Y’ain’t gonna die, Angela, come on.

And then, see, he shoved some tobacco in his mouth but I didn’t say nothing even though I wanted a cigarette. He always said he was old enough to be allowed a vice, said the one thing an old man regrets in his life is that he behaved hisself so well. So, anyways, we went on to the subway and changed a couple of times and went all the way down to that tunnel that he dug way way back. We went out and we was standing by the East River near a pile of rubbish by the old Customs House, when he says to me, he says, There’s a gold ring under that there river. Your own great-grandmomma’s, he says, and I says I know, ’cause he told me a million times. And then he says to me — you know what he says? — he says, I’d like to walk through that there tunnel and say hello to my old friend Con, he says, that’s what I’d like to do.

And I says, Huh?

I’d like to walk under that there river, he says.

And, course, I says, You’re crazy. And he just sighs and says, Come on, we’ll go down and just ride that train.

We can’t walk the tunnel, I says.

I said ride the train, he says. Ride, son.

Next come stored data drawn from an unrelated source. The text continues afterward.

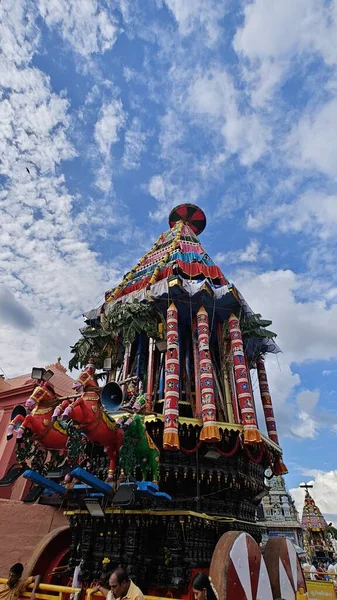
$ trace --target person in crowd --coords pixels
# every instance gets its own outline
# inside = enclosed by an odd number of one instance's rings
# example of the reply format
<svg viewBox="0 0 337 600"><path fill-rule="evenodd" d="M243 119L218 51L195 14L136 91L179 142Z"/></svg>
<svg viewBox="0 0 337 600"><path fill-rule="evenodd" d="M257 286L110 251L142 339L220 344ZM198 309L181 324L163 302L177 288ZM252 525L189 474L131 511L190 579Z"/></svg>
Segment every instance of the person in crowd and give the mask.
<svg viewBox="0 0 337 600"><path fill-rule="evenodd" d="M0 584L0 600L17 600L31 583L34 583L34 587L30 600L34 600L41 576L35 575L35 577L22 579L23 568L21 563L15 563L10 568L7 583Z"/></svg>
<svg viewBox="0 0 337 600"><path fill-rule="evenodd" d="M315 565L311 565L310 567L310 579L312 579L312 581L316 581L317 579L317 569Z"/></svg>
<svg viewBox="0 0 337 600"><path fill-rule="evenodd" d="M321 563L321 562L318 563L318 565L317 565L316 579L318 579L319 581L324 581L324 579L325 579L325 571L324 571L323 563Z"/></svg>
<svg viewBox="0 0 337 600"><path fill-rule="evenodd" d="M335 581L336 579L336 565L335 565L335 561L332 561L328 568L327 568L327 572L328 572L328 578L329 581Z"/></svg>
<svg viewBox="0 0 337 600"><path fill-rule="evenodd" d="M109 578L110 589L99 584L92 590L92 594L101 592L107 600L145 600L143 592L129 578L125 569L118 567L112 571ZM0 598L1 600L1 598Z"/></svg>
<svg viewBox="0 0 337 600"><path fill-rule="evenodd" d="M218 600L217 591L205 573L198 573L192 581L194 600Z"/></svg>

So we went on down the steps — I won’t never forget it — we put in the tokens, and I helped him on down the steps. He still had his walking stick. At the edge of the platform we waited for the M train — it’s the M train, isn’t it? Yeah. And when it arrived, brakes squealing, he held me back by the elbow and stared at me in the eyes like this and said, he says, How about it? And I said, You wanna walk under the river? It’s Sunday, he said, let’s wait for the next one and see how long it takes ’tween trains. Might be much as half an hour. On Sundays they don’t run so good. I don’t know how long it took, but it was damn near thirty-five minutes and — I swear to whoever be up there, I swear — we looked at each other and laughed, my grandaddy and me. Then the door of that train closed and the platform was left empty save us. And we went nodded at each other. Right, he says, just a few short yards, that’s all. And we slapped hands. I was quick then — quicker’n now — and I vaulted on down onto the tracks and reached up to take ahold of him, help him down. We don’t have to do it, I says, and he says, I’d like to. It’s what I want to do. Just a couple of yards.

Watch out for the third rail, I says. And he’s all happy, saying, I know what the third rail is, son.

And then he asks me, Y’all got a lighter? And I asks why. And he says in case the train comes early, we can flick it so’s the driver sees us.

I gave him the lighter and asked him how long it’d take us to walk, and he says fifteen minutes give or take. And I says, We best hurry.